Masukan dari Januari 2009

Fatwa Merokok dan Golput Haram : Diduga Sarat akan Pesanan dan Tergesa-gesa?

Januari 26, 2009 · 1 Komentar

rokokDua fatwa terbaru MUI sudah dikeluarkan, yaitu fatwa merokok dan fatwa golput. Walahpun ada kondisi-kondisi yang berlaku terhadap fatwa tersebut, namun dapat disederhanakan bahwa kedua hal tersebut adalah haram. Saya mencoba untuk mengkaji kedua hal tersebut secara sederhana.

Pertama adalah Fatwa merokok. Jelas pada Qur’an dan Hadis tidak secara gamblang menyebut bahwa rokok adalah haram. sehingga dalam melihat rokok ini harus digunakan ijtihad. Kita harus melihat rokok ini dengan proses, mungkin sama dengan perjalanan hukum haram bagi minuman keras. Jika saja rokok mau di-qiyas-kan dengan minuman keras, maka rokok tidak mempunyai efek yang sedemikian cepet terhadap orang yang merokok, seperti misalnya hilang kesadaran, hilangnya akal sehat, dll. lain halnya dengan narkoba dan zat adiktif lainnya, memang mempunyai “nature” yang sangat dekat dengan minuman keras, sehingga dengan mudah dan jelas bahwa narkoba itu haram. Namun rokok tidak mempunyai “nature” yang seperti itu sehingga kurang dapat diterima jika di-qiyas-kan seperti itu.

Jika hendak di-qiyas-kan dengan hal yang lebih banyak buruknya, maka harus dihindari, maka hal ini masih lebih dapat diterima, namun tetap saja tidak semerta-merta langsung diharamkan. Bagaimana jika dibandingkan dengan hal-hal yang lebih banyak buruk dari baiknya, atau untuk lebih gampangnya bagaimana jika dibandingkan dengan hal-hal yang jelas hukumnya adalah makruh (mendekati haram / tidak disukai oleh Allah) seperti misalnya cerai. Cerai jelas disebutkan oleh Allah bahwa tidak disukai, namun tetap diperbolehkan dengan catatan kondisi yang ada. Sehingga jika mau disimpulkan bahwa untuk benda yang lebih banyak buruknya dari baiknya tidak serta merta dapat dibilang haram, namun lebih baik jika dihindari.

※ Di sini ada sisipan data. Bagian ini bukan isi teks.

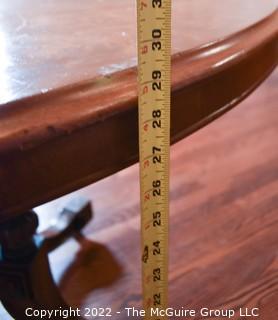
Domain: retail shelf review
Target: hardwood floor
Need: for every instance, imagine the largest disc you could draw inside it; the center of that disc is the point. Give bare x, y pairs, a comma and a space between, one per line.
224, 222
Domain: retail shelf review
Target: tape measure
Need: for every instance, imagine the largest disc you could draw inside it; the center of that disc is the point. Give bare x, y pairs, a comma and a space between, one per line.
154, 77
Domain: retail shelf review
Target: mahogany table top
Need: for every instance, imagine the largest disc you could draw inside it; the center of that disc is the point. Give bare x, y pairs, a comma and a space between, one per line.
68, 93
45, 45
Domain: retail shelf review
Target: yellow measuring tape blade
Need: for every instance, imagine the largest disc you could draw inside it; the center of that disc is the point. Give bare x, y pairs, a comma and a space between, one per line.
154, 76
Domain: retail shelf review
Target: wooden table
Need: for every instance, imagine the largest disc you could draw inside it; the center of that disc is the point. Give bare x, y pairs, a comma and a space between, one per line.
67, 83
68, 96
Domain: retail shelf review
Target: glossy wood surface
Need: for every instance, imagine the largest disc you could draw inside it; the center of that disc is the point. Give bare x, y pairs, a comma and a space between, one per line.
56, 141
45, 45
224, 206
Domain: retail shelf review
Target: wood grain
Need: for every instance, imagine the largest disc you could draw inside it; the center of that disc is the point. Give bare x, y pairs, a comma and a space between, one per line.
50, 142
44, 46
224, 205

Kasus kedua adalah Golput. Nah ini yang lebih lucu saya kira daripada merokok. dalam hukum Islam jelas tidak mengenal demokrasi dan pemilihan umum atau voting. Islam dalam melakukan pemilihan pemimpin lebih mengedepankan kriteria-kriteria pemimpin dan musyawarah. Kita lihat saja dalam cara memilih Imam Sholat, harus dimulai dari kriteria-kriteria yang paling baik.  Sehingga menurut saya agak aneh saja jika saja hal yang tidak dikenal bahkan tidak direkomendasikan oleh ajaran Islam, namun derivatif dari hal tersebut difatwa haram.

Yang lebih tidak masuk akal lagi adalah, Golput adalah berhubungan dengan penggunaan hak memilih dari orang yang sudah mencapai kriteria. Sehingga golput “nature”-nya atau dasarnya adalah hak dan hak melekat kepada si pemilik hak, apakah dia mau mempergunakannya atau tidak. Sehingga jika hak seperti itu tidak bisa dipaksakan harus memilih, jika dipaksakan, maka hukumnya bukan hak lagi, namun peraturan, peraturan bahwa setiap warga negara dengan kriteria tertentu harus memilih. Dengan begitu hal tersebut sangat bertentangan dengan “mother nature” dari pemilu, yaitu LUBER (langsung, umum, bebas, rahasia). Bebas, yaitu bebas memilih, bebas memilih yaitu bebas mau memilih atau tidak memilih sama sekali alias golput. Kalu MUI mau memfatwa Golput haram, kenapa gak ajukan saja perubahan terhadap azas pemilu yang LUBER itu ke pemerintah? Atau sekalian ubah sistemnya bukan pemilu tapi musyawarah misalkan.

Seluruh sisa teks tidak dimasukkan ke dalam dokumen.